Collection: Le Miccine
Gaiole in Chianti, Siena, Toscana
Le Miccine is an estate that ticks all the boxes for me: pure ethereal Sangiovese without a hint of polluting Cabernet or Merlot. The vineyards are farmed organically and the winemaking is pared back. There is a rise in the number of artisan winemakers following this path in Tuscany, the results are exciting, it is a hard life though that requires attention to detail and very tough physical work.
Paula Papini-Cook has the huge advantage of being female, that sounds wrong but I will stumble on: Paola has a wonderful eye for detail, the craft in her wines is remarkable and when I first tasted them it was like tasting Isole e Olena or Boscarelli for the first time, such was the purity, definition and harmony.
Paula is from Quebec, she is lovely and energetic. The story of how she settled at Le Miccine is a tale of obsession and dogged determination. She trained in viticulture and enology in France, her parents are Scottish. (Though her mother is half Italian) and her wines are impeccably Tuscan (plus the terroir of Miccine was exactly what she had been searching for).
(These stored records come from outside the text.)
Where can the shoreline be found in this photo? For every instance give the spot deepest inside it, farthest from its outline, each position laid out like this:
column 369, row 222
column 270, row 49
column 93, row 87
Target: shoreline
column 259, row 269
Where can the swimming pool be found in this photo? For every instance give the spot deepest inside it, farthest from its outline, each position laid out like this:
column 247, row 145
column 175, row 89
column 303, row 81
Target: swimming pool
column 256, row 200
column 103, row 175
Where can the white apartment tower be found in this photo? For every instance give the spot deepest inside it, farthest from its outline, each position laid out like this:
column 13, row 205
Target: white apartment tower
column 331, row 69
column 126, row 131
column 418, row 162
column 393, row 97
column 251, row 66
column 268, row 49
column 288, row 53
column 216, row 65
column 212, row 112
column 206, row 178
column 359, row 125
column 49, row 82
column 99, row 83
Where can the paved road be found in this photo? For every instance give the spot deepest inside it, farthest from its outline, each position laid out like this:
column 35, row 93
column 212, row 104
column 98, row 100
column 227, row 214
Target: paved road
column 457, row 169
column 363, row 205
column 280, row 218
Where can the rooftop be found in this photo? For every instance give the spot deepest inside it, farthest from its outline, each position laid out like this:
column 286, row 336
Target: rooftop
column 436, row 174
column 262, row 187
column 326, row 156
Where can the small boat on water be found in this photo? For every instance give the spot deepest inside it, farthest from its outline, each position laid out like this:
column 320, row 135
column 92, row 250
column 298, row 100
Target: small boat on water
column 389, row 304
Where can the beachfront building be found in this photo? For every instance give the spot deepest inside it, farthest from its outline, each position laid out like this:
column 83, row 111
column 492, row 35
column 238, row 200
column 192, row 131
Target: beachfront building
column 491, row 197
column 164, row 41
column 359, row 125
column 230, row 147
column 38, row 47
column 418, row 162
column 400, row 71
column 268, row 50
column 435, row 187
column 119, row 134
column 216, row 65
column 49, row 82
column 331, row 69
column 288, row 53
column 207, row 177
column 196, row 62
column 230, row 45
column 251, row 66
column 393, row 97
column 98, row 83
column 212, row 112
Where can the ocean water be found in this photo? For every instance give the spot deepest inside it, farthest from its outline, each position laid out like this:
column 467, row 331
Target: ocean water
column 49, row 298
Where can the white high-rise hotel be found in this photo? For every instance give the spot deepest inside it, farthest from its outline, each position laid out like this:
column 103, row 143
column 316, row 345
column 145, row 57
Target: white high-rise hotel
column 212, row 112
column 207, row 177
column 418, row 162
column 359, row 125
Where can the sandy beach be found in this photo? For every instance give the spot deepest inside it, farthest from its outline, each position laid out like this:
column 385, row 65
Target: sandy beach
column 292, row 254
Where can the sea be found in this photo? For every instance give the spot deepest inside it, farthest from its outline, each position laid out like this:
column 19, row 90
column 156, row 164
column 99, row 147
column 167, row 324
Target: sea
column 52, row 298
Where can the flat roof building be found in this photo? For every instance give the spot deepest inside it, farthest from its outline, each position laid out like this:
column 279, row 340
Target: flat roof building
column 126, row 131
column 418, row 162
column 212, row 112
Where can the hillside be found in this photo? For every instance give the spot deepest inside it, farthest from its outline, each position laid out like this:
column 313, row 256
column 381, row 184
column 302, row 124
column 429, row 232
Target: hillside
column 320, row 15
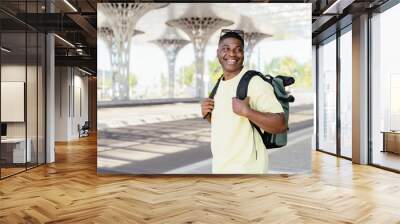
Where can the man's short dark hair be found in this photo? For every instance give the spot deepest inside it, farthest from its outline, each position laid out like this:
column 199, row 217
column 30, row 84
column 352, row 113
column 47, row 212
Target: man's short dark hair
column 231, row 34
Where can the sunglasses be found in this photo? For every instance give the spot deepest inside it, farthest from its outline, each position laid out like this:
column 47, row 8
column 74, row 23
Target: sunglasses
column 238, row 32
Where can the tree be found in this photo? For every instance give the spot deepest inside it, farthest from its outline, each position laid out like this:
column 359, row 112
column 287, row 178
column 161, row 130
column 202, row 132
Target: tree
column 188, row 75
column 214, row 70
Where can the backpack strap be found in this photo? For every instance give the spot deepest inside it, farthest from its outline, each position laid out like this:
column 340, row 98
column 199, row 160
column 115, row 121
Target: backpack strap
column 241, row 91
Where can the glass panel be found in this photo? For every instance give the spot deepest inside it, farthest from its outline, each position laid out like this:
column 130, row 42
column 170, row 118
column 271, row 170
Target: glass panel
column 327, row 97
column 386, row 89
column 13, row 87
column 346, row 94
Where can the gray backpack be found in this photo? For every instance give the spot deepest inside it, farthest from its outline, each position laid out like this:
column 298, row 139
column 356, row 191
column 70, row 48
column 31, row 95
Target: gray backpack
column 278, row 83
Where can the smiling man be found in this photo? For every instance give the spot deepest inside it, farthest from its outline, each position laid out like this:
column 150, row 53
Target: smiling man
column 236, row 147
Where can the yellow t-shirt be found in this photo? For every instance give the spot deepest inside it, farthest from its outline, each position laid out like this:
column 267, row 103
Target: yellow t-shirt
column 234, row 146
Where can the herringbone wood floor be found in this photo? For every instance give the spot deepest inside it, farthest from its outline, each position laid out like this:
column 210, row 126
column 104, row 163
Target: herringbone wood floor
column 70, row 191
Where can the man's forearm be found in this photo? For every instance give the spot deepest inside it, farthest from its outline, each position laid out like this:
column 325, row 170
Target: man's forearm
column 270, row 122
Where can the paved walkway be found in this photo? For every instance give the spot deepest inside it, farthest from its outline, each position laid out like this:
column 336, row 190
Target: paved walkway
column 127, row 116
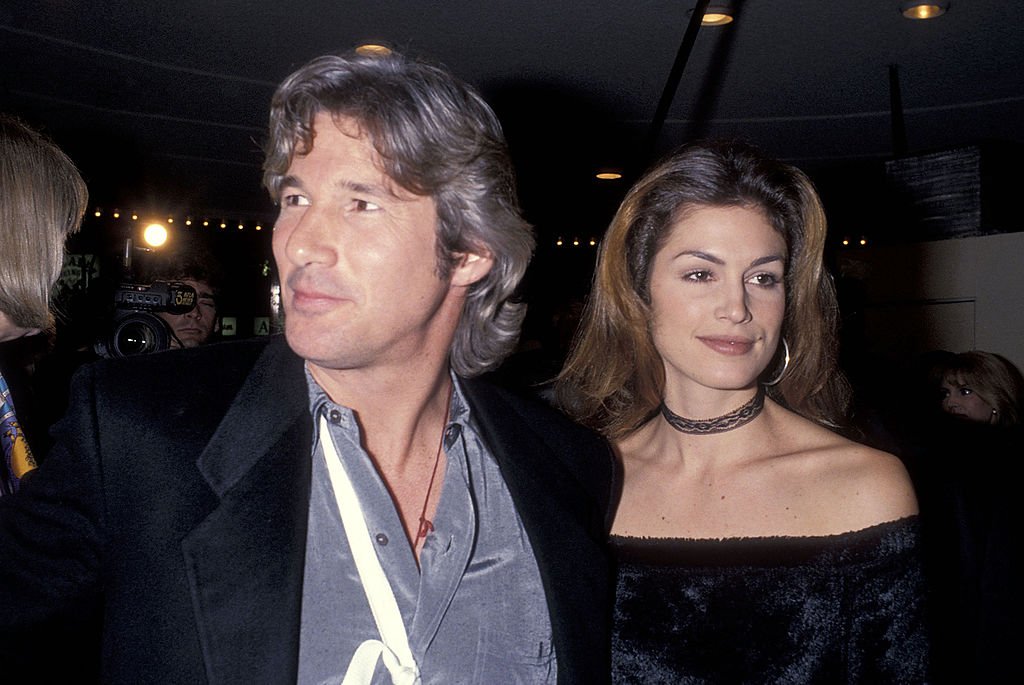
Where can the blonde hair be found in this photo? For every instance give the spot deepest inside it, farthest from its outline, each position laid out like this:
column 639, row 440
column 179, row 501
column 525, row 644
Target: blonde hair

The vineyard is seven hectares, high in the hills at around 400m between Radda and Gaiole in the heart of Chianti Classico. The vines were first planted in the 60’s when the farm first became a wine business. There are six clones of Sangiovese along with Colorino, Merlot and a tiny amount of Vermentino. Unusually she has trained the vines using a trellised Alberello system which is more difficult to work than modern systems, but it is something that she strongly believes in and it does suit the rocky, calcareous local soils. Green cover is encouraged between the vines to encourage some competition and reduce erosion and the choice of organic farming is to encourage biodiversity on the land. All of this makes for a more challenging life (throw in a very excellent agriturismo too) but the results are uncompromising and excellent.
Her winery is simple and production is around 30,000 bottles a year, the majority of which is Chianti Classico. There is also a little Vermentino (Fosso di Conce) and Merlot (Cardus), both are also lovely. This is an estate to watch; how good are they? Well, thirty restaurants in Bordeaux list them. I suspect Miccine wines will become amongst the most sought after in years to come.